I genitori devono essere di esempio verso i figli, oggi fin dalla più tenera età braccati dai mass media che deformano le coscienze e corrompono la loro innocenza, attraverso l’esercizio, appunto, della castità, che mantiene puri il cuore e la mente, accresce l’amore per Dio e il prossimo.
Anche nella castità imperfetta la santità è perfettamente raggiungibile come riporta ancora lo stesso Papa: “È possibile giungere alla santità anche senza consacrare a Dio la propria castità, come lo prova l'esempio di tanti santi e sante, fatti oggetto di culto pubblico dalla chiesa, i quali furono coniugi fedeli, eccellenti padri e madri di famiglia; e non è raro incontrare anche oggi persone coniugate, che tendono alla perfezione, con grande impegno.” Non tutte le anime infatti sono chiamate alla verginità, né la via del matrimonio è biasimata dalla Chiesa: Sant’Ambrogio giustamente nota che la castità non è imposta, ma proposta. La castità perfetta è quindi un consiglio, per giungere con più sicurezza e facilità nel regno dei cieli.
Ma esempi come quelli di San Luigi Martin e Maria Zelia Guerin (genitori di santa Teresa di Lisieaux), Santa Felicita (madre dei sette santi fratelli di Roma), beato Ludovico e Santa Elisabetta d'Ungheria, Santa Monica (madre di S. Agostino), Santa Margherita di Scozia, madri e padri dall’energia, dalla forza e dalla carità instancabili, confermano come la via del Paradiso sia perfettamente percorribile da coloro che non hanno praticato la castità perfetta ma che hanno saputo eccellere nei loro doveri verso Dio e il prossimo.

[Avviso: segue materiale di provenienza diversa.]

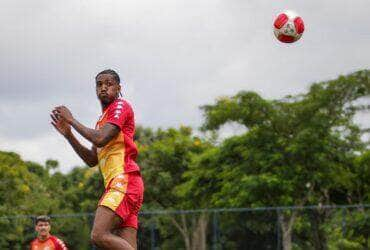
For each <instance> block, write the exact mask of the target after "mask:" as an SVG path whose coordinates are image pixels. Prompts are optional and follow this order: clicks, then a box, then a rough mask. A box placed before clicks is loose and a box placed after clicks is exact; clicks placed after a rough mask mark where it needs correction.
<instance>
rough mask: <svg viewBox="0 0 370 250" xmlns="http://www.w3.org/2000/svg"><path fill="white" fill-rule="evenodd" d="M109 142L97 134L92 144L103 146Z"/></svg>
mask: <svg viewBox="0 0 370 250" xmlns="http://www.w3.org/2000/svg"><path fill="white" fill-rule="evenodd" d="M108 142H109V140H107V139H106V138H104V137H102V136H97V137H96V138H95V140H94V142H93V143H94V145H95V146H96V147H98V148H102V147H104V146H105V145H107V144H108Z"/></svg>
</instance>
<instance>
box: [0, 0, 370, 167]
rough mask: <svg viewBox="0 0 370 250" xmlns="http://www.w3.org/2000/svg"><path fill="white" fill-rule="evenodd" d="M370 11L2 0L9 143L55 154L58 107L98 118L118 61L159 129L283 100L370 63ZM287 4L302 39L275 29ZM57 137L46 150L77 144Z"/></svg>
mask: <svg viewBox="0 0 370 250" xmlns="http://www.w3.org/2000/svg"><path fill="white" fill-rule="evenodd" d="M369 8H370V2H369V1H368V0H355V1H351V2H348V1H334V0H325V1H319V0H312V1H292V0H289V1H256V0H254V1H253V0H252V1H243V0H235V1H225V0H203V1H196V0H186V1H185V0H177V1H173V0H158V1H152V0H137V1H113V0H109V1H98V0H90V1H87V0H81V1H62V2H55V1H45V0H36V1H26V0H24V1H11V0H5V1H2V8H1V9H0V28H1V31H2V39H1V40H0V53H1V57H0V74H1V76H2V82H1V83H0V107H1V108H0V116H1V117H5V120H4V122H2V123H1V124H0V137H1V138H2V140H1V142H0V143H1V144H0V145H11V142H13V141H19V143H18V144H14V145H17V147H20V148H22V152H24V155H33V153H30V152H32V150H36V148H39V149H37V150H39V151H44V146H42V145H46V144H42V141H43V139H42V138H46V135H49V136H50V138H54V137H57V135H55V134H52V133H51V130H50V126H49V118H48V113H49V112H50V109H51V108H52V107H53V106H55V105H59V104H65V105H67V106H69V107H70V108H71V109H72V111H73V113H74V114H75V115H76V117H77V118H79V119H80V120H81V121H82V122H84V123H85V124H87V125H89V126H91V127H92V126H93V125H94V123H95V121H96V119H97V116H98V114H99V112H100V108H99V104H98V102H97V100H96V97H95V93H94V76H95V74H96V73H97V72H98V71H100V70H102V69H105V68H107V67H109V68H114V69H117V70H118V71H119V73H120V74H121V76H122V78H123V79H124V81H125V84H124V86H123V87H124V93H125V96H126V97H127V98H128V99H129V100H130V101H131V103H132V104H133V106H134V109H135V112H136V118H137V122H138V123H141V124H144V125H145V126H151V127H158V126H162V127H167V126H177V125H179V124H187V125H192V126H195V127H197V126H199V125H200V123H201V114H200V111H199V109H198V106H199V105H202V104H205V103H210V102H213V100H214V99H215V98H216V97H217V96H220V95H230V94H234V93H236V92H237V91H239V90H242V89H244V90H254V91H258V92H259V93H260V94H262V95H263V96H264V97H267V98H280V97H281V96H284V95H286V94H295V93H300V92H303V91H305V90H306V89H307V87H308V85H309V84H310V83H312V82H314V81H321V80H327V79H333V78H335V77H337V76H338V74H346V73H350V72H353V71H355V70H358V69H363V68H368V67H369V66H370V49H369V44H370V33H369V32H368V30H369V29H368V24H369V23H370V16H369V15H368V10H369ZM284 9H293V10H295V11H297V12H298V13H299V14H300V15H301V16H302V17H303V19H304V20H305V23H306V32H305V34H304V35H303V37H302V39H301V40H300V41H299V42H298V43H296V44H293V45H283V44H280V43H278V42H277V41H276V39H275V38H274V37H273V34H272V20H273V17H274V16H275V15H276V14H277V13H278V12H280V11H281V10H284ZM3 140H7V141H3ZM21 140H22V143H20V141H21ZM22 145H29V146H28V147H26V146H22ZM31 145H33V146H31ZM55 145H58V148H57V147H55V149H53V150H47V151H45V152H44V153H43V154H42V155H45V154H49V155H48V156H47V155H45V157H44V158H47V157H52V158H53V156H54V155H57V154H58V152H60V151H61V150H67V149H64V148H68V146H67V145H64V144H63V145H61V144H55ZM59 146H60V148H59ZM9 149H10V148H9ZM12 149H17V148H15V147H14V146H12ZM31 149H32V150H31ZM68 150H69V149H68ZM68 154H71V155H74V153H73V152H72V151H69V153H68ZM22 155H23V153H22ZM66 157H69V156H66ZM40 159H41V158H40ZM73 159H74V160H73ZM77 159H78V158H76V157H75V156H71V161H70V162H71V165H75V164H80V162H79V160H77ZM72 163H73V164H72ZM66 164H67V163H66Z"/></svg>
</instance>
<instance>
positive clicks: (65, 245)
mask: <svg viewBox="0 0 370 250" xmlns="http://www.w3.org/2000/svg"><path fill="white" fill-rule="evenodd" d="M30 249H31V250H68V248H67V247H66V245H65V244H64V242H63V241H62V240H60V239H58V238H57V237H55V236H52V235H50V236H49V238H47V239H46V240H44V241H41V240H40V239H38V238H36V239H34V240H33V241H32V242H31V246H30Z"/></svg>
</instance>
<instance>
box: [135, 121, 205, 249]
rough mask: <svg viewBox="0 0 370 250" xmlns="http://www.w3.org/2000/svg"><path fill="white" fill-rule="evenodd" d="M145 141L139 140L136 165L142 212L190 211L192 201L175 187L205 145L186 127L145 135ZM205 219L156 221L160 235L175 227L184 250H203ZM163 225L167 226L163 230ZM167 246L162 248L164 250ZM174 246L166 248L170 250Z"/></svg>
mask: <svg viewBox="0 0 370 250" xmlns="http://www.w3.org/2000/svg"><path fill="white" fill-rule="evenodd" d="M147 135H150V137H154V138H155V140H148V137H145V140H141V141H142V142H143V143H141V141H140V138H141V139H143V137H139V148H140V158H139V164H140V166H141V168H142V174H143V177H144V180H145V183H146V191H145V203H144V209H160V210H173V209H185V208H191V207H194V201H195V200H194V199H193V197H189V196H186V195H183V194H182V193H181V191H178V189H177V187H178V186H180V185H181V183H182V182H183V174H184V172H186V170H187V169H189V167H190V166H191V164H192V158H193V157H194V155H196V154H199V153H201V152H203V151H204V150H205V149H206V148H207V147H208V146H209V144H207V143H205V142H203V141H202V140H200V139H199V138H197V137H195V136H192V131H191V129H190V128H188V127H181V128H180V129H178V130H176V129H168V130H166V131H162V130H158V131H157V132H156V133H154V134H153V133H147ZM207 222H208V218H207V216H205V215H204V214H202V215H200V216H199V217H196V216H192V218H187V217H186V215H185V214H181V215H179V216H175V215H168V216H167V215H166V217H163V218H162V220H160V221H158V222H157V223H159V224H160V225H161V226H160V228H159V229H160V230H162V234H165V235H168V234H171V233H173V232H171V231H170V230H168V224H172V225H173V226H175V227H176V228H177V229H178V231H179V232H180V234H181V236H182V238H183V240H184V242H185V247H186V249H188V250H190V249H206V226H207ZM166 225H167V226H166ZM166 244H167V243H164V244H163V247H165V245H166ZM173 244H174V242H173V241H172V242H171V244H170V245H169V247H170V248H172V249H173V248H174V245H173Z"/></svg>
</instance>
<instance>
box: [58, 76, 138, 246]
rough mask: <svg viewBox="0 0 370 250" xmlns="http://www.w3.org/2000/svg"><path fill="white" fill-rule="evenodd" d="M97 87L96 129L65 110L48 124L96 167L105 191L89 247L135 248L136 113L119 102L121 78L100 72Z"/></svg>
mask: <svg viewBox="0 0 370 250" xmlns="http://www.w3.org/2000/svg"><path fill="white" fill-rule="evenodd" d="M95 82H96V95H97V97H98V99H99V101H100V104H101V107H102V115H101V116H100V118H99V120H98V122H97V123H96V126H95V128H94V129H91V128H88V127H86V126H84V125H83V124H81V123H80V122H78V121H77V120H76V119H75V118H74V117H73V115H72V113H71V112H70V110H69V109H68V108H66V107H65V106H59V107H56V108H54V110H53V111H52V113H51V118H52V122H51V123H52V125H53V126H54V127H55V128H56V129H57V130H58V131H59V132H60V133H61V134H62V135H63V136H64V137H65V138H66V139H67V140H68V142H69V143H70V144H71V146H72V147H73V149H74V150H75V152H76V153H77V154H78V155H79V156H80V157H81V159H82V160H83V161H84V162H85V163H86V164H88V165H89V166H91V167H93V166H96V165H99V168H100V171H101V173H102V175H103V178H104V186H105V192H104V194H103V196H102V197H101V199H100V201H99V203H98V208H97V210H96V213H95V220H94V225H93V229H92V232H91V240H92V242H93V243H94V244H95V245H97V246H98V247H100V248H103V249H109V250H114V249H137V243H136V237H137V228H138V212H139V209H140V207H141V205H142V202H143V192H144V184H143V180H142V178H141V174H140V168H139V166H138V165H137V164H136V162H135V160H136V157H137V154H138V151H137V147H136V145H135V143H134V141H133V136H134V133H135V123H134V112H133V110H132V108H131V105H130V104H129V103H128V102H127V101H125V100H124V99H122V98H120V94H121V92H120V91H121V85H120V77H119V75H118V74H117V73H116V72H115V71H113V70H104V71H102V72H100V73H99V74H98V75H97V76H96V77H95ZM71 127H72V128H74V130H75V131H77V132H78V133H79V134H80V135H82V136H83V137H84V138H86V139H87V140H88V141H90V142H91V143H92V144H93V145H92V148H91V149H89V148H86V147H84V146H83V145H82V144H81V143H80V142H79V141H78V140H77V138H76V137H75V136H74V134H73V133H72V132H71Z"/></svg>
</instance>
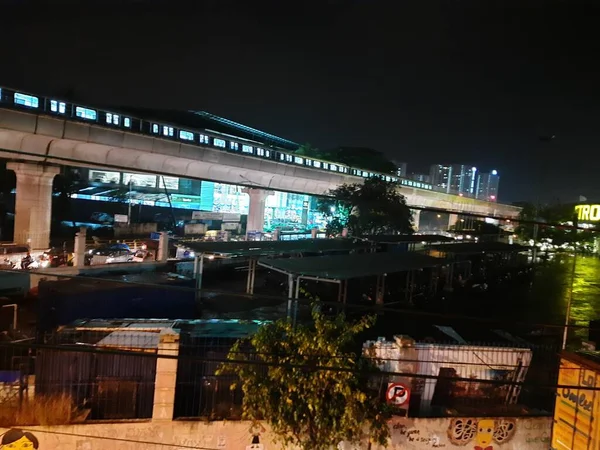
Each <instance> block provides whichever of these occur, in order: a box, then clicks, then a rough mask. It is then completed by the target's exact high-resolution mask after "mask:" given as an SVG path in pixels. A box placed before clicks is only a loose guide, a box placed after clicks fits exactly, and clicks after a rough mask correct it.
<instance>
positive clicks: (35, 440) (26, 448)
mask: <svg viewBox="0 0 600 450" xmlns="http://www.w3.org/2000/svg"><path fill="white" fill-rule="evenodd" d="M39 446H40V443H39V441H38V439H37V438H36V437H35V435H34V434H33V433H30V432H28V431H23V430H19V429H17V428H11V429H10V430H8V431H7V432H6V433H4V435H2V440H1V441H0V449H2V450H4V449H6V450H9V449H10V450H32V449H37V448H39Z"/></svg>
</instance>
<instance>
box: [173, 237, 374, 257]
mask: <svg viewBox="0 0 600 450" xmlns="http://www.w3.org/2000/svg"><path fill="white" fill-rule="evenodd" d="M181 246H183V247H187V248H190V249H192V250H194V251H195V252H196V253H217V254H229V255H237V256H266V255H271V254H279V253H288V254H289V253H299V252H326V251H350V250H353V249H358V248H367V247H369V246H370V245H369V243H368V242H364V241H359V240H355V239H302V240H297V241H238V242H207V241H202V242H193V241H189V242H185V241H184V242H182V243H181Z"/></svg>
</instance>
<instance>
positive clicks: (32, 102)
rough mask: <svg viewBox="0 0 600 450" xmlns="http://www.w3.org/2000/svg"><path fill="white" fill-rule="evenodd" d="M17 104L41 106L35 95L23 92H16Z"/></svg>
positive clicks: (15, 103)
mask: <svg viewBox="0 0 600 450" xmlns="http://www.w3.org/2000/svg"><path fill="white" fill-rule="evenodd" d="M14 101H15V104H17V105H23V106H28V107H29V108H37V107H38V106H40V100H39V99H38V98H37V97H34V96H33V95H27V94H21V93H20V92H15V99H14Z"/></svg>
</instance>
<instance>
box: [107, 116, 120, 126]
mask: <svg viewBox="0 0 600 450" xmlns="http://www.w3.org/2000/svg"><path fill="white" fill-rule="evenodd" d="M106 123H108V124H110V125H119V124H120V123H121V117H120V116H119V115H118V114H113V113H106Z"/></svg>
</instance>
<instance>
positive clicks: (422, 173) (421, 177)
mask: <svg viewBox="0 0 600 450" xmlns="http://www.w3.org/2000/svg"><path fill="white" fill-rule="evenodd" d="M408 178H410V179H411V180H415V181H420V182H421V183H428V184H431V176H429V175H426V174H424V173H411V174H410V175H409V176H408Z"/></svg>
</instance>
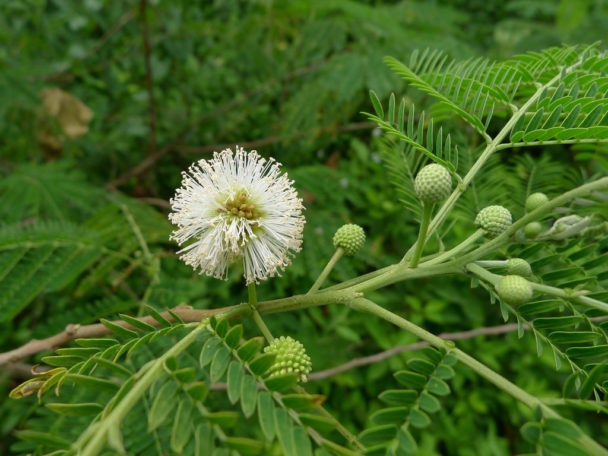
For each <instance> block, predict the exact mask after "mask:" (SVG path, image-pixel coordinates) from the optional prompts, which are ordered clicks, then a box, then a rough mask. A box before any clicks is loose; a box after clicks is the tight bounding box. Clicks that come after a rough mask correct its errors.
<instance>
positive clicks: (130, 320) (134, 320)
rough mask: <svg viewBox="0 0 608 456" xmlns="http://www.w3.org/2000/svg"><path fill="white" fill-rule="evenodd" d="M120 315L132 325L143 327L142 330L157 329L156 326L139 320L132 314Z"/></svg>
mask: <svg viewBox="0 0 608 456" xmlns="http://www.w3.org/2000/svg"><path fill="white" fill-rule="evenodd" d="M118 316H119V317H120V318H121V319H122V320H123V321H125V322H127V323H129V324H130V325H131V326H133V327H134V328H137V329H141V330H142V331H155V330H156V328H155V327H154V326H152V325H150V324H148V323H146V322H145V321H142V320H138V319H137V318H134V317H132V316H130V315H125V314H118Z"/></svg>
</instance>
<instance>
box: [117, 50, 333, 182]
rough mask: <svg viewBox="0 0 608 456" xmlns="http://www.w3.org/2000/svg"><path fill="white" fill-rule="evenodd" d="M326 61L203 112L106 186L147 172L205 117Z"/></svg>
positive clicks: (220, 112)
mask: <svg viewBox="0 0 608 456" xmlns="http://www.w3.org/2000/svg"><path fill="white" fill-rule="evenodd" d="M326 61H327V59H323V60H321V61H319V62H316V63H313V64H312V65H309V66H307V67H305V68H301V69H299V70H295V71H293V72H291V73H289V74H287V75H285V76H284V77H283V78H277V79H271V80H269V81H267V82H265V83H263V84H261V85H259V86H257V87H255V88H253V89H251V90H249V91H247V92H245V93H244V94H243V95H242V96H240V97H237V98H235V99H233V100H231V101H230V102H228V103H226V104H224V105H222V106H220V107H219V108H217V109H214V110H213V111H209V112H206V113H203V114H201V115H200V116H198V117H197V118H196V119H194V121H193V122H192V123H190V124H189V125H187V126H186V127H185V128H184V129H183V130H182V131H180V132H179V133H178V134H177V135H176V137H175V139H174V140H173V141H172V142H171V143H170V144H168V145H166V146H164V147H162V148H160V149H158V150H157V151H156V152H155V153H154V154H149V155H148V157H146V159H145V160H144V161H142V162H141V163H140V164H139V165H137V166H136V167H134V168H132V169H130V170H129V171H127V172H125V173H123V174H122V175H120V176H119V177H117V178H116V179H114V180H113V181H112V182H109V183H108V184H106V186H105V188H106V189H107V190H115V189H116V188H117V187H120V186H121V185H123V184H124V183H126V182H127V181H128V180H129V179H131V178H132V177H136V176H139V175H140V174H142V173H144V172H146V171H147V170H148V169H149V168H150V167H152V165H154V163H156V162H157V161H158V160H160V159H161V158H162V157H163V156H165V155H166V154H167V153H168V152H170V151H171V150H173V149H174V147H175V145H176V144H178V143H180V142H182V141H183V140H184V139H186V137H187V136H188V134H189V133H190V131H192V129H193V128H195V127H196V126H197V125H199V124H200V123H201V122H202V121H204V120H205V119H208V118H211V117H217V116H220V115H222V114H223V113H225V112H227V111H229V110H230V109H232V108H234V107H236V106H238V105H239V104H241V103H243V102H244V101H247V100H250V99H251V97H253V96H255V95H258V94H260V93H262V92H264V91H265V90H266V89H268V88H269V87H272V86H273V85H275V84H277V83H279V82H282V81H289V80H290V79H293V78H296V77H298V76H302V75H305V74H307V73H310V72H312V71H315V70H316V69H318V68H320V67H321V66H323V65H324V64H325V62H326ZM212 150H213V149H212Z"/></svg>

Ancora, esistono i matrimoni di castità, cioè quelle unioni che rinunciano deliberatamente al primo bene del matrimonio, cioè la prole, per rafforzare il secondo bene, cioè quello del mutuo soccorso, preoccupandosi esclusivamente della santificazione delle anime e, poiché nel secondo bene è compreso il rimedio contro la concupiscenza, in questo caso è superato dall’esercizio della castità perfetta. Questo tipo di unioni sono possibili e anzi tenute in alta considerazione dalla Chiesa, basti pensare all’unione di Maria SS. e San Giuseppe, i quali, prima che avvenisse l’Annunciazione di Maria e quindi l’Incarnazione del Verbo, avevano scelto un matrimonio casto per preservare appunto sia la purezza del corpo che dello spirito.